Patients wear TV goggles to watch shows during surgery
AN NHS hospital is offering patients video headsets so they can watch their favourite television programmes to distract them during operations.
The Royal Bournemouth Hospital is understood to be the first in the UK to provide hi-tech goggles that allow people to access streaming services such as Netflix and BBC iplayer.

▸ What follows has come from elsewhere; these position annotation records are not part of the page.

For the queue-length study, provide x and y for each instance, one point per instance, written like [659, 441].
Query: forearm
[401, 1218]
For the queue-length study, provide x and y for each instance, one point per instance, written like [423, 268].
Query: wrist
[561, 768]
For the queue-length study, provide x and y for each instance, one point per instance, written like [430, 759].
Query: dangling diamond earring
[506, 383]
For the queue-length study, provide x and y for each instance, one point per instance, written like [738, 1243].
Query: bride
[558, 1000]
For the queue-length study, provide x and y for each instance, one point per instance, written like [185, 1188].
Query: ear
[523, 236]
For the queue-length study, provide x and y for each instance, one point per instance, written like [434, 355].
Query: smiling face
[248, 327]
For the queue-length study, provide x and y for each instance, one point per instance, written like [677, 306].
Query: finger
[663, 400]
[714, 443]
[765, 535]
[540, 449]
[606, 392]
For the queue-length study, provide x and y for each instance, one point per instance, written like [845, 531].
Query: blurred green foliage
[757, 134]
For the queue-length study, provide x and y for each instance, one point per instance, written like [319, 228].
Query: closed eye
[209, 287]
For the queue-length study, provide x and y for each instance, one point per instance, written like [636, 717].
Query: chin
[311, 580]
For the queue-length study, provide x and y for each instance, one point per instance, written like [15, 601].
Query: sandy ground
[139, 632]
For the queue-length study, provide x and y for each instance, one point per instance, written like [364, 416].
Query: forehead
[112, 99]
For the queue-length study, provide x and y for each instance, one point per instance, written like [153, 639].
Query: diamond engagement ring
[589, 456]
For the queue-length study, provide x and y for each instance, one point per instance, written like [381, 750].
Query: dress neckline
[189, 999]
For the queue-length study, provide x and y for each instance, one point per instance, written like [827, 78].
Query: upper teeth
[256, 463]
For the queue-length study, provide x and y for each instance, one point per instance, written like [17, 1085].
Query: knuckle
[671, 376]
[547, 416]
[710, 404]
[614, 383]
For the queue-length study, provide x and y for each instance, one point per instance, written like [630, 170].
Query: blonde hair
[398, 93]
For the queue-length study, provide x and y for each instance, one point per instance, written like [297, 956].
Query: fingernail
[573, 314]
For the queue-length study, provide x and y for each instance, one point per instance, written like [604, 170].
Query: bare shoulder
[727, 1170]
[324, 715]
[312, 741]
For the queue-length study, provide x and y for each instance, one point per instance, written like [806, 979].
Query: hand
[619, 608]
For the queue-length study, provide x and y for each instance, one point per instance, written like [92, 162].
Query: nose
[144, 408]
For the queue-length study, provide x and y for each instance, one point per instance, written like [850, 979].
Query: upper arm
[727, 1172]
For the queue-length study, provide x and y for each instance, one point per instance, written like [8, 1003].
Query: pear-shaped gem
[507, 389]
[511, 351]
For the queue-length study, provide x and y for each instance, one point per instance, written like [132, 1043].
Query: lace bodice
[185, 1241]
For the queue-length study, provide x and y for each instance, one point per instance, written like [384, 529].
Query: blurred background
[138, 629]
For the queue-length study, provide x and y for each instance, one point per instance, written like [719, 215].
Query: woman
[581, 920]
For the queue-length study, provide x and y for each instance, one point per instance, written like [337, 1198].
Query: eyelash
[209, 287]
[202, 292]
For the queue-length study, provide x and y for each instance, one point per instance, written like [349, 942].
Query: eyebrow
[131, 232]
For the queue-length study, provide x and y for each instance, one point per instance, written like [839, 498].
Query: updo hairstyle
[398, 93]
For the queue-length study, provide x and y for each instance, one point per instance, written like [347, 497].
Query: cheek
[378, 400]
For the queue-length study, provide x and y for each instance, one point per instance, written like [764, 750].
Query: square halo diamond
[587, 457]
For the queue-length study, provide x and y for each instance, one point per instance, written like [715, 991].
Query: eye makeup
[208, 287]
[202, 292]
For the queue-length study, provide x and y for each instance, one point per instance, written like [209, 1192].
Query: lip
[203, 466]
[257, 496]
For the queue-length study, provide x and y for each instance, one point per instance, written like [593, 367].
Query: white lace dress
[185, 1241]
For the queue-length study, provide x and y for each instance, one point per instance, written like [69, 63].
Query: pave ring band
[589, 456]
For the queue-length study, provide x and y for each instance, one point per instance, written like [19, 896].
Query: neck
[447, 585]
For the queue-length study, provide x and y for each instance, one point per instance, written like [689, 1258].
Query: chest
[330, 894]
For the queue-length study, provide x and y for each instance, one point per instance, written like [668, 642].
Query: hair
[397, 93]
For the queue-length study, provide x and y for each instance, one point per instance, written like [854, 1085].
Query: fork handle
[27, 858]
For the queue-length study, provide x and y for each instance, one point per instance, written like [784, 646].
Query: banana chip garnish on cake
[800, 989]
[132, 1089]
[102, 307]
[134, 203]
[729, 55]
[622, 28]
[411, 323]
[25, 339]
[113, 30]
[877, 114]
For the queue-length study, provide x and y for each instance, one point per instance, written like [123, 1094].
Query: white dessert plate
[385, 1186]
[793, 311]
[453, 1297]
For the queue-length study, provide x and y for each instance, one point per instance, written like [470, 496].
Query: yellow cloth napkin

The technology is being trialled for six months and will be made available for patients undergoing procedures under local anaesthetic.
Medical staff said the goggles could help reduce anxiety for people during their operations and help free up hospital beds, potentially saving thousands of pounds for the NHS.
Clare Bent, a radiologist, said: “We are hoping that using the video goggles will keep them distracted during procedures that can take between two and three hours and reduce the need for intravenous sedation.
“Sedation makes the patients sleepy and more relaxed but it can take more than six hours for someone to recover enough to be allowed to go home.
“Often they will stay in overnight. But having a procedure under just local anaesthetic means a patient can be discharged after one or two hours.
“So we hope these video goggles will free up sedation nurses who have to be there, as well as making more bed space available.”
Currently, two pairs of the £1,000 goggles are being used in the endoscopy unit, but could be rolled out across other specialist wards if the trial proves successful.